My latest adventures took me the Gustave Van De Woestyne Exhibition at the Museum voor Schone Kunsten in Citadelpark, Gent. I spent the most time with Gustave's work, but did I have time breeze through some of the other rooms of the museum.
De Woestyne is an artist I knew nothing about prior to this exhibition, and I was completely floored by this retrospective. Undoubtedly, Woestyne has become one of my favorite artists of all time.
Gustave lived and worked in Belgium his entire life (1881 - 1947), save a few years spent in Great Britain during the First World War. He was a deeply introverted, and religiously inspired person which translates through his work, making it thoroughly distinct, and ladened with personality. His work falls into the Symbolism movement of the late 19th century. Originating out of France and Belgium, Symbolism (following the drama and glory of the Romanticists) was a very personal, intuitive, yet a broad geographic reach. Works, specifically those of De Woestyne, mesh the audacity and drama of Romanticism, with the austerity and ambiguity of the "decadent" and Pre-Raphaelites movement.
Woestyne's work was heavily influenced by the previously stated movements, as well as Flemish and Italian Primitives and other iconographic work.

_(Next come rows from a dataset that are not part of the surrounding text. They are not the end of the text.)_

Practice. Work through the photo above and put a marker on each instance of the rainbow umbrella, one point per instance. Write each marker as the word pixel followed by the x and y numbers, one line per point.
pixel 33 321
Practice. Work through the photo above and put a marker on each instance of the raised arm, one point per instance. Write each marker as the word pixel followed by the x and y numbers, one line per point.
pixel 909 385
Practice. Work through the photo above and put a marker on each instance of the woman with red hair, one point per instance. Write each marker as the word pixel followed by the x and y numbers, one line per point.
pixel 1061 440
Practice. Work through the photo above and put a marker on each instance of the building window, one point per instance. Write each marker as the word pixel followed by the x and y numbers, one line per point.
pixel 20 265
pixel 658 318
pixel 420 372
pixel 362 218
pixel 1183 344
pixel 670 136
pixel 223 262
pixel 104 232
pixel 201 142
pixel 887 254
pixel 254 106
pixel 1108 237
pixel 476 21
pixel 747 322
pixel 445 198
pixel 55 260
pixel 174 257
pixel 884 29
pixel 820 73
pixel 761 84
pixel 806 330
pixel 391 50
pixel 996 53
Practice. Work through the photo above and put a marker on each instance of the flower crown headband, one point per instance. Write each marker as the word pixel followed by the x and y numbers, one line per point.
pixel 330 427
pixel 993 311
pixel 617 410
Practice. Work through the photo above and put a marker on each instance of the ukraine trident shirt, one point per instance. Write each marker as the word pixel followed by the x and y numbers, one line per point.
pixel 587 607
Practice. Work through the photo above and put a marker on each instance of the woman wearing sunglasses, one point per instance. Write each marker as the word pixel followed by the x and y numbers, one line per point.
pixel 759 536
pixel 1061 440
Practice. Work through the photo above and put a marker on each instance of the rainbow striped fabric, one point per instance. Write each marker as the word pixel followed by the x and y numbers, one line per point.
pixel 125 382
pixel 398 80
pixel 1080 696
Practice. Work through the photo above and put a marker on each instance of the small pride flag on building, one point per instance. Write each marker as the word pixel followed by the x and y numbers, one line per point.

His works contain a subtle yet jarring tension; impeccable draughtsmanship and sheer ability met with knowledgeable and deliberate distortions of figures and other elements. Combined, these elements bring about haunting paintings with classical abilities and avant-garde compositions that are quite timeless.
The exhibition was broken down like any typical retrospective; chronological, highlighting each period of his work. Not so surprising, it was a bit hard to find De Woestyne's work online. Though his work is really amazing, it is not so well known. Here are some of my particular favorites that I manage to capture.
watercolor, pastel, pencil on paper
Portrait of Karel Van De Woestijne (1910)
graphite on paper
Self Portrait (1912)
watercolor and oil
Portrait of Professor Fabrice Polderman (1919)
oil on canvas
Christ Shows His Wounds (1921)
oil on canvas
The Liqueur Drinkers (c. 1922)
charcoal and oil on paper
Gaston and His Sister (1923)
Fragments (above and below) of
Christ & His Apostles from the Last Supper (1927)
casein, charcoal, chalk on canvas
His work inspires me in so many ways, I am at a loss for words. The stylization, experimentation, the subtle somewhat dark sense of humor and overall sensibility of the artist really shines through his work. His technique and sheer drawing ability are so in line with my aesthetic It is truly timeless pieces, and I feel as if my art will never be the same after experiencing this show.